There was much soul-searching among production executives as the country witnessed one of the most intense debates over screen violence.
Business as usual
At the time the prospect of some form of censorship of violent pictures seemed a distinct possibility. But one year later it seems to be business as usual.
American Psycho, a film based on one of the most violent novels of all time, has just been released, but its director found she faced a bigger battle over the sex scenes than she did over the violence.
The Matrix, a highly polished, but unashamedly violent picture won four Oscar trophies last month and became one
of the biggest blockbusters of 1999.
The appetite for violent Hollywood entertainment appears unabated and the legacy of Columbine minimal.
But the Columbine massacre did provoke a response from Washington and it was more than just words of condemnation.
President Clinton ordered a Federal Trade Commission investigation, still ongoing, into how Hollywood markets violent and sexual material.
Government controls
Specifically, the government agency is trying to find out if the entertainment industry promotes adult oriented material to children. If there is evidence to implicate the film industry then it could open up the studios to expensive lawsuits.
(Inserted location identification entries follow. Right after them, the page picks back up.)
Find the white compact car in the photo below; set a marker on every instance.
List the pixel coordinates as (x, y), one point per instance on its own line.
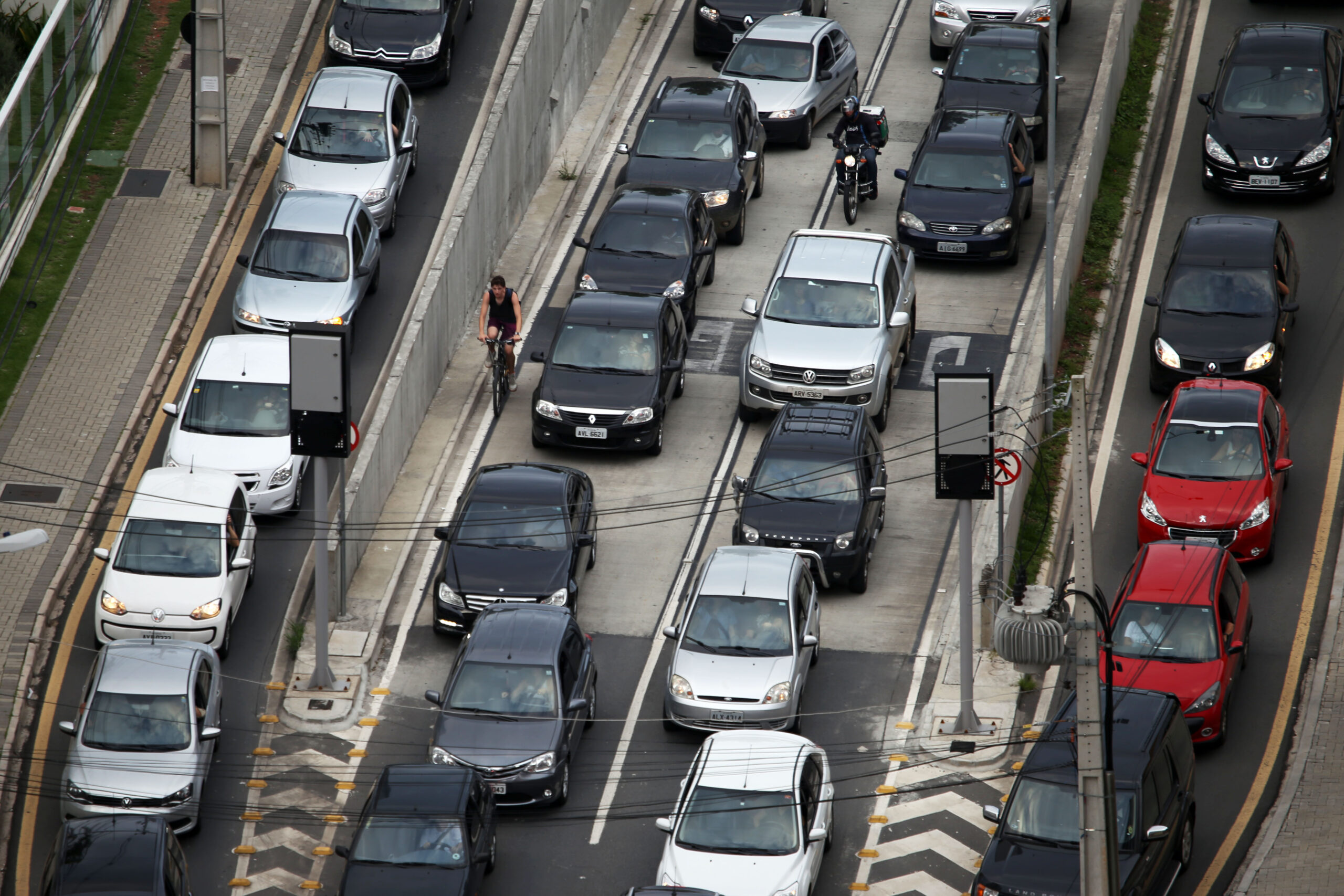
(753, 817)
(234, 417)
(182, 561)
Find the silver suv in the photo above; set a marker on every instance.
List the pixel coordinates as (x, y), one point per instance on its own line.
(836, 324)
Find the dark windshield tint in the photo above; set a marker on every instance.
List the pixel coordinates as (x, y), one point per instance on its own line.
(237, 409)
(164, 547)
(138, 723)
(288, 254)
(771, 61)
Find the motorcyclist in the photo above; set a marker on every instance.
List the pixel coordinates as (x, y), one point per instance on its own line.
(857, 128)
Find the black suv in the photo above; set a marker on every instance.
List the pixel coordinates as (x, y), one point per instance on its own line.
(652, 239)
(1226, 305)
(702, 133)
(426, 829)
(819, 483)
(116, 855)
(615, 367)
(522, 534)
(518, 699)
(1275, 119)
(1035, 848)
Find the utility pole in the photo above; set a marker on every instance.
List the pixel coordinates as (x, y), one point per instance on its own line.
(1097, 848)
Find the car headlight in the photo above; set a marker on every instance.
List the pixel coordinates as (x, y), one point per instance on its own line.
(1150, 510)
(449, 597)
(1257, 516)
(910, 220)
(207, 610)
(1260, 358)
(338, 44)
(1316, 155)
(998, 226)
(1167, 355)
(639, 416)
(680, 688)
(1208, 699)
(1217, 152)
(429, 50)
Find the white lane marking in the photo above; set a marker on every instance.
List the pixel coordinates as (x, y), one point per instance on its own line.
(632, 716)
(1146, 260)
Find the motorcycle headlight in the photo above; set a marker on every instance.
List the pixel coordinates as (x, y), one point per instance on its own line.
(910, 220)
(1260, 358)
(1316, 155)
(1167, 355)
(429, 50)
(1257, 516)
(1217, 152)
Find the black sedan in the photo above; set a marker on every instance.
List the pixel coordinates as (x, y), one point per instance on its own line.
(413, 38)
(652, 239)
(702, 133)
(1002, 66)
(968, 188)
(615, 367)
(425, 829)
(522, 534)
(1275, 113)
(1227, 304)
(518, 699)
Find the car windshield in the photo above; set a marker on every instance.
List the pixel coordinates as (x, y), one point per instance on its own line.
(642, 236)
(411, 840)
(138, 722)
(505, 688)
(826, 303)
(1195, 450)
(1222, 291)
(221, 407)
(526, 525)
(771, 61)
(167, 547)
(682, 139)
(340, 135)
(1275, 90)
(1049, 810)
(1174, 632)
(808, 479)
(740, 821)
(289, 254)
(998, 65)
(612, 350)
(961, 171)
(738, 625)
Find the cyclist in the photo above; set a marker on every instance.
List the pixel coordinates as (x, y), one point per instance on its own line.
(855, 128)
(502, 313)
Also, in reaction to Columbine, the recent Republican Presidential candidate Senator John McCain introduced the Media Violence Labelling Bill.
If his legislation is enacted it would force entertainment companies to adopt a universal content rating system.
Even though Washington has taken action the view now is that there seems little prospect of government controls over screen violence any time soon.
Partly this is because the film industry can claim that it has a constitutional right, under the First Amendment, to be free of any government interference over its content.
Also, the powerful underlying reality remains that America's violent entertainment sells, at home and abroad, and Washington has little desire to reduce the profitability of one of its biggest foreign money earners.
Growing unease
This means that all politicians can do is try to shame the Hollywood studios or individual directors if they create an inflammatory work directed at teens that seems capable of instigating a violent act.
The more noticeable legacy of the Columbine tragedy is that it has left the entertainment industry with the very distinct view that the American heartland is no longer some idyllic trouble-free zone.
The idea of a pathology at large in middle America has given recent films like American Beauty and Boy's Don't Cry, in which a woman masquerading as a man in Nebraska is murdered, a compelling urgency.
Columbine proved that nasty things do happen in nice suburbs, not exactly an original idea, but it's a notion that now in the wake of Columbine has even greater currency in Hollywood.